L'acte délégué complémentaire sur la taxonomie de l'UE devrait être adopté le 2 février prochain par la Commission européenne. Initialement prévu pour la fin janvier, ce document prévoit d’inclure le gaz fossile et l’énergie nucléaire dans la taxonomie en tant qu’activités « transitoires », moyennant le respect de certains critères.
Envoyé le 31 décembre aux Etats membres pour consultation, ce texte législatif très attendu vise à compléter le premier acte délégué relatif au volet climatique du règlement de l’UE (2020/852) établissant la taxonomie. La taxonomie constitue un système de classification des activités économiques jugées nécessaires pour atteindre les objectifs environnementaux de l’UE afin de guider les investissements privés vers trois types activités, les "durables", les "habilitantes" et celles de "transitions".
Pour rappel, c'est dans cette dernière catégorie que les débats sont les plus électriques puisque la Commission propose d’y inclure les activités liées au gaz fossile et au nucléaire. Sur la base d’avis scientifiques et compte tenu des progrès technologiques ainsi que des difficultés variables auxquelles les États membres sont confrontés dans la transition énergétique, la Commission considère en effet que « le gaz naturel et le nucléaire ont un rôle à jouer pour faciliter le passage vers un avenir s’appuyant majoritairement sur les énergies renouvelables ».
"Vers un affaiblissement du cadre durable de la taxonomie ..."
Toutefois, la Plateforme sur la finance durable, composée d'experts des Etats membres pour conseiller la Commission a eu la possibilité de consulter ce projet jusqu'au vendredi 21 janvier. Selon son rapport paru le lundi suivant, la proposition de la Commission n'est pas conforme au règlement de l’Union européenne (2020/852) établissant la taxonomie. En effet, le groupe d'experts considère que l'exécutif européen a utilisé une approche différente de celle suivie lors de l’élaboration du premier acte délégué en utilisant des critères de sélection technique fondamentalement différents et incohérents. De plus, les membres de la Plateforme ont des doutes sur la façon dont les critères proposés par la Commission fonctionneraient dans la pratique et beaucoup sont « profondément préoccupés » par les impacts environnementaux qui pourraient en résulter. La crainte est que le projet d’acte délégué « affaiblisse le cadre durable de la taxonomie » autant pour l'énergie gazière que nucléaire. A la suite de cette évaluation, la Plateforme propose la création d'une nouvelle catégorie de performance intermédiaire (catégorie 'orange' ou ‘Amber zone’). Sa proposition finale devrait paraitre dans les prochaines semaines.

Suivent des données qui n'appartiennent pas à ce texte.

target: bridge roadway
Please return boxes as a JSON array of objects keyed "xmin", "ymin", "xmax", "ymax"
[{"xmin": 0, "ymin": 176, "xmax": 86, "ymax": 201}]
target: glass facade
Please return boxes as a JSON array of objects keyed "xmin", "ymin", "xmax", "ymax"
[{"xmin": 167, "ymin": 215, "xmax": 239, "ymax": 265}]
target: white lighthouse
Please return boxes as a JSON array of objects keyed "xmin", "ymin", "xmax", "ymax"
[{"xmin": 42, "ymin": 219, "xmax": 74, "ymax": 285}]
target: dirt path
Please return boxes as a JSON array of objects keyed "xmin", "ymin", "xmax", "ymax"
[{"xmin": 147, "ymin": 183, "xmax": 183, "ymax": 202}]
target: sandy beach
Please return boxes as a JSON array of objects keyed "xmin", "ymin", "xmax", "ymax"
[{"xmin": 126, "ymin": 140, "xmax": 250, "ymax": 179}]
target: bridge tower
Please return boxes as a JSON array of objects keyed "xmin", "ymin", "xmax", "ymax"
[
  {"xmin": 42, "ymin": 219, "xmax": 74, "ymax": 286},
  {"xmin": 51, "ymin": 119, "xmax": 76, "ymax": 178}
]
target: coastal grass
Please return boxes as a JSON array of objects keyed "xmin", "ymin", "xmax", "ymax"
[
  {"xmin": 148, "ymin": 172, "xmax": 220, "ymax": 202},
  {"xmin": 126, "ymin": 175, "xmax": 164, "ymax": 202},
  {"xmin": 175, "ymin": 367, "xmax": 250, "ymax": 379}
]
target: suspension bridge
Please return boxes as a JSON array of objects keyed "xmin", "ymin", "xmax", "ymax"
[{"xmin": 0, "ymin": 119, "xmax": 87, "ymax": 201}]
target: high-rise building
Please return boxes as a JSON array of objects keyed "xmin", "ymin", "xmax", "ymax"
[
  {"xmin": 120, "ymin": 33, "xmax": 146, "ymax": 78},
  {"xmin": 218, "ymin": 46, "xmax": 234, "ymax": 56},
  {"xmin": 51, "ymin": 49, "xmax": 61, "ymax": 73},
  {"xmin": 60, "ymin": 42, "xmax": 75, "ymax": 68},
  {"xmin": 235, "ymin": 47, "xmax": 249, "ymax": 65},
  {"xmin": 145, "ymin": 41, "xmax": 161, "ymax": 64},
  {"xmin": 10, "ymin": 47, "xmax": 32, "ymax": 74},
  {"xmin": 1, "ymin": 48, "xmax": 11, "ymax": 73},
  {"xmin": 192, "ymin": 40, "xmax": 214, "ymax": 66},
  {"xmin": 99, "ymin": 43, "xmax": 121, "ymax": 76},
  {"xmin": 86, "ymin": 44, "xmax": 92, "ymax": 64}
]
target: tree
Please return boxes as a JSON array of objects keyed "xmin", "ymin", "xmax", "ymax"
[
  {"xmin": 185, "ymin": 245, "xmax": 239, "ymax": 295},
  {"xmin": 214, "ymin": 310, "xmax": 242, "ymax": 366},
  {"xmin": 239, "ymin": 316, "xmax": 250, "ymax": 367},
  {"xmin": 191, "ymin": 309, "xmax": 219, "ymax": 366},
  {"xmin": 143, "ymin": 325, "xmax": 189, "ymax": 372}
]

Vienne et Berlin contre Paris sur la question du nucléaire
Les Etats membres ont également pu afficher leur position suite à ce temps de consultation. Sans surprise, l'Autriche s'est à nouveau opposé à ce projet en l'état. Vienne considère que ce texte « est fondamentalement défectueux, tant sur le fond qu’en ce qui concerne la procédure d’adoption », et « va directement à l’encontre de l’approche ambitieuse du règlement sur la taxonomie et de son objectif de prévenir le 'greenwashing' ». L'Autriche menace même d'aller jusqu'à la Cour de Justice de l'UE si le texte ne bouge pas. Du côté Allemand, Berlin s'oppose à l’inclusion de l’énergie nucléaire dans la taxonomie mais souhaite revoir les critères proposés concernant le gaz afin de laisser plus de flexibilité. Enfin, la France continue à pousser pour inclure l'énergie nucléaire dans le projet.
Les contributions des Etats membres ainsi que celles de la Plateforme sur la finance durable sont actuellement analysées par la Commission. Mais selon l’eurodéputé Michael BLOSS (Verts/ALE, allemand), la Commission ne compte pas modifier substantiellement le texte. Une fois ce travail d'analyse achevé, la Commission pourra formellement adopter l’acte délégué complémentaire.
Celui-ci sera ensuite transmis au Conseil de l’UE et au Parlement européen qui disposeront de quatre mois (six s’ils demandent une prolongation) pour examiner le document et éventuellement s’y opposer . Au sein du Conseil, cela nécessite un vote à la majorité qualifiée renforcée inversée, c’est-à-dire au moins 20 États membres représentant au moins 65% de la population de l’UE. Dans le cas du Parlement, une objection requiert un vote à la majorité simple, à savoir au moins 353 députés.